Overall Rating: 7.3
This would be a par episode if not for the interesting character developments involving Rush.
Destiny is on its' last legs. Literally. The ship has no back-ups for any of its' key systems after the battle with the Cylons...er...drones..yes, that's it. (heh) Rush desperately wants to continue the mission on Destiny, but Young - having sized up the odds of survival and taken recommendations from around the crew, concludes that they should try Eli's bold plan to dial Earth while Destiny is refueling inside a star. Rush thinks the risk of subspace techobabble explosions is great enough to call the idea "genius, but impossible." So, of course, they take this plan to the SGC where the eggheads conclude that the math is sound and Young gets a "go" to get him people home before the ship falls apart. Crestfallen, Rush asks Young for one favor - he wants to stay behind and he wants Young to give the crew a chance to choose to stay with him. He needs 12 people in all to keep the ship flying. Young chooses to give Rush the chance to make his pitch and even offers his own support (he'll stay behind too if they get 10 volunteers).

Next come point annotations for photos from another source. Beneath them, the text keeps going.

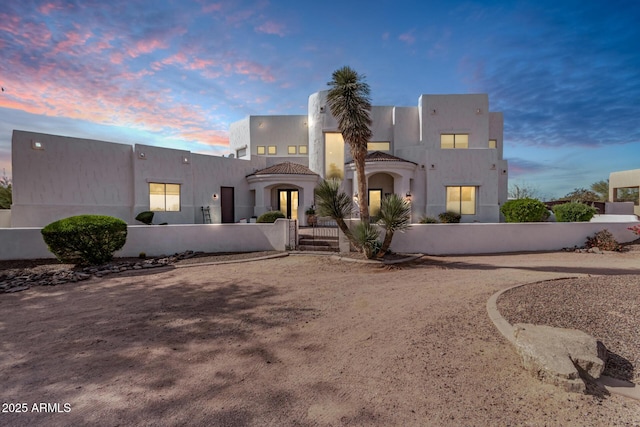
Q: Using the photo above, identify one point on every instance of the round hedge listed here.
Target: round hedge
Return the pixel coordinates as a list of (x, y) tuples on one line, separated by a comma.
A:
[(85, 239), (524, 210)]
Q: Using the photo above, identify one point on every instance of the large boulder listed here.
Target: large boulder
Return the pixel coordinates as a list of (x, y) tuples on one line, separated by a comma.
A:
[(559, 356)]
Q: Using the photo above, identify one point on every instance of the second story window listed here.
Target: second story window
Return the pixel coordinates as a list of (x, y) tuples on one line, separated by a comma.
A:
[(454, 140)]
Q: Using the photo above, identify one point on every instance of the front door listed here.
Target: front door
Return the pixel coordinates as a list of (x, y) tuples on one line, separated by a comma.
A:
[(375, 197), (288, 203), (227, 205)]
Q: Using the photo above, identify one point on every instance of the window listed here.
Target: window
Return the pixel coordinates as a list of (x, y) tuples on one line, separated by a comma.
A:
[(461, 200), (626, 194), (164, 197), (450, 140), (379, 146), (333, 155)]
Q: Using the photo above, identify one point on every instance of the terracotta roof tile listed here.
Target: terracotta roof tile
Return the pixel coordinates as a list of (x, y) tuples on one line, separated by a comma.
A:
[(379, 156), (286, 168)]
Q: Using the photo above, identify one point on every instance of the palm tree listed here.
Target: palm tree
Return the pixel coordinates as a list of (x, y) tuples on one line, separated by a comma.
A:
[(349, 102), (395, 215)]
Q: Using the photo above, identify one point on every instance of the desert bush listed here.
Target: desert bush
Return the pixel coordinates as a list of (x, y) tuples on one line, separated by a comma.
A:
[(604, 241), (85, 239), (366, 237), (524, 210), (574, 212), (449, 217), (270, 216), (428, 220), (145, 217)]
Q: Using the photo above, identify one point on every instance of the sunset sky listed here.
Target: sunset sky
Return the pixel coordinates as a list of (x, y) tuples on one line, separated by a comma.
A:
[(176, 73)]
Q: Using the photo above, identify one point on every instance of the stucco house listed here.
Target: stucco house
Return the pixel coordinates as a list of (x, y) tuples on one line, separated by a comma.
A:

Surprisingly, though everyone is all abuzz about the prospect of going home, Rush makes his pitch and, over the roars of cowardice of Colonel Telford, he gets his volunteers - including Chloe, Eli, Greer (that one even surprised me, considering how much Greer doesn't like Rush), and Volker. But, while the rest of the crew is preparing to go home, Destiny intercepts a distress call from...Dr. Rush! It seems subspace technobabble explosions have indeed caused Rush to go back into the past along with the rest of Destiny in the attempt to dial the ninth chevron, and, after getting medical treatment, Rush explains that the mission was a total failure. Everyone except Telford died passing through the wormhole because it was too unstable despite Rush's best efforts. The connection not only sends Destiny into the past...it also cripples her and causes her orbit around the star to decay to the point that it will eventually fall into the sun.

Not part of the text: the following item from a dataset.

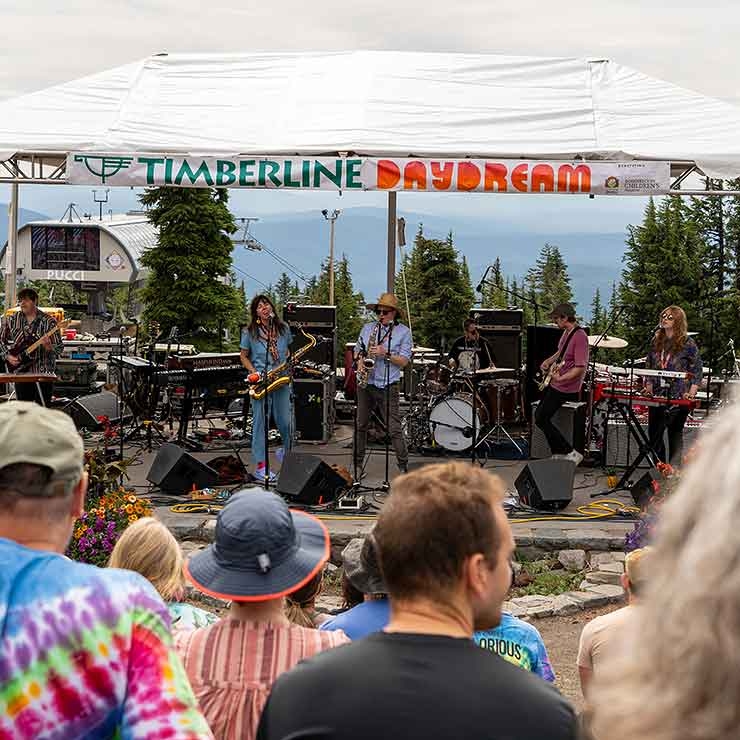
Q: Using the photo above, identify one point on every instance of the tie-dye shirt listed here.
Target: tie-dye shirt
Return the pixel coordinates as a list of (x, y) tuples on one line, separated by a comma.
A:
[(87, 653), (518, 642)]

Rush #2 does, however, convince the rest of the team to go over to the failing Destiny #2 and salvage as much of the technology as they can. They grab back-up power cells, plants, medical supplies, weapons, scientific equipment, food, back-up/spare parts for key systems that haven't been destroyed, etc. During the slash-and-grab, however, Telford decides to confront Rush #2, saying no one buys his story about heroically holding open the gate. In the ensuing argument, Rush accidentally knocks Telford into a power conduit, electrocuting him into a fine piece of human jerky. So disturbed by these events is Rush that he refuses to come back with rest of Destiny's crew while the ship explodes around him. Instead, he goes to the ancient control chair and, after chatting about how he has nothing left to lose with Rush #1, he sits and is consumed the same way that we saw at the end of season one - just before Destiny #2 falls into the star.
The Telford that got back to Earth is now trapped on the other side having only the ancient stones to stay involved with the crew. Rush now has the supplies he needs to continue the mission. But somehow, this experience has left him less than enthusiastic about that mission - at least for now.
Temporal paradoxes hurt my brain and are overdone in sci fi, but this one at least serves a few key functions. First, it sets up a budding feud between the hot-headed Telford (who I've never liked) and Rush (who I've also never liked, but who seems to be slowly learning how to socialize again). Earth-bound Telford is going to get word of Destiny's Telford's death and assume that Rush killed him, just like he assumed that Rush was responsible for the failure of the first attempt to get home. And you know what...although I don't think this is the case, there is still at least the CHANCE that Rush is obsessed enough with his mission that he deliberately sent Destiny back in time, killed its' crew and set it up to be re-taken so that we'd have back-ups again and the mission could continue. The fact that I'm wondering about that makes the show interesting going forward.
As well, the experience may change the way that Rush perceives the balance between accomplishing Destiny's mission and safeguarding lives. I'm not quite sure why Rush seemed so affected by seeing his duplicate commit suicide in the ancient chair...possibly from guilt over what he might have done (he doesn't seem to believe his own counterpart's story, which is quite a statement), or possibly because seeing himself in that light was like looking in a "mirror of truth"...revealing how this mission obsession ultimately ends (it didn't seem like a positive ending). Maybe he'll second guess his own desperate desire to know the face of God (or as he views it...the makings of the universe).
It wasn't all that original a story, but the Rush angles keep getting more and more interesting...and leave me wanting more, which is a good thing.
A 6.0 action plot (done before!) gets a lift from some good characterization of both Telford and Rush.
Carlyle and Ferreira had their A games working this week...the rest of the cast did a solid supporting job.
The message is not yet clear...the score reflects my uncertainty about what is to become of Rush.